At the same time however, any bigger moves down towards $29,500 support were being aggressively bought, resulting in swift bounces.
It looked like big player(s) needed to sell quite a lot, but wanted to do it in a controlled way without pushing the market down too much - it might have been the US gov or miners as we had quite big moves on their wallets last week.
Wednesday gave us a small bounce just before UK CPI data release.
Even though it came out lower than expected (and lowest in over a year), supporting the global disinflation theme, the market didn’t want to go up but was rather heavy.
Asian session on Thursday gave BTC another move up, but again it was short-lived and after swiping liquidity above its weekly high from Monday, it rotated to the downside.
Not much later in the US session, it got sold-off quite swiftly driven by the news about FedNow being live now.
Nonetheless, $29,500 got defended again.
Friday and Saturday were quiet with sideways trading.

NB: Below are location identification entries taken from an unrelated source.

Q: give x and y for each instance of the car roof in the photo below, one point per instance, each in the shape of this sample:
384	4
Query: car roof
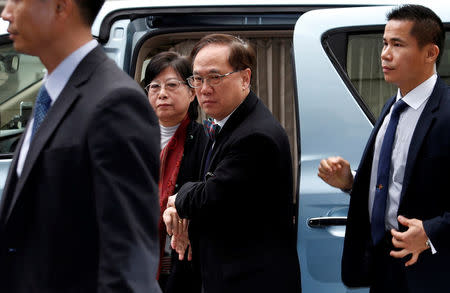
117	5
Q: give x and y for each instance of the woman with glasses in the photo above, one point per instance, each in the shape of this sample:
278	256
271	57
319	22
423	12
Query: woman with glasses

Late on Sunday, we had another pump towards weekly high, which again sold off just before the current week start and open on forex and traditional futures markets.
Eventually, BTC finished almost unchanged last week for the fourth consecutive time.
There are no major adjustments to our game plan as we still keep on trading in the range ($29,500 - $31,850) for more than a month now.
It was an even tighter channel last week as BTC was staying in the bottom half of that range.
$30,500, which is roughly a midrange, was limiting any bounces and it is kind of a pivot point.
If broken and reclaimed from above, BTC can target a range high and ’23 top at $31,850 but as long as we are below, downside is more likely with $29,500 in danger of being broken.
So for now even though we stay and trade within the range, our bias is increasingly skewed to the downside.
As mentioned a week ago, we were more and more concerned about the upside as even though bullish news were coming out, the market didn’t want to go decisively up, but buying was absorbed instead, giving signs of distribution.
Price action last week was further supporting that, and it looks like slowly but surely bears are becoming stronger.
If you are a big seller, you want to have your average selling price as high as possible and for that purpose, if possible, you try to use less liquid market conditions to squeeze weak leveraged shorts to have better liquidity and price to sell.
That’s what we think happened last week, with short squeezes in Asian and European sessions to sell in US sessions.
This market behavior shows that it’s better not to FOMO in as it’s easy to be chopped out even though your bias may prove to be right later, but rather use squeezes and resulting liquidity to trade against in the range.
Timing is important, hence it’s worth watching price action.
If we finally manage to have a sustainable break of $29,500 or $31,850 with daily close below or above respectively, next levels to watch remain the same as indicated in previous reports.
Hopefully it will happen this week, with many events having the potential to be catalysts.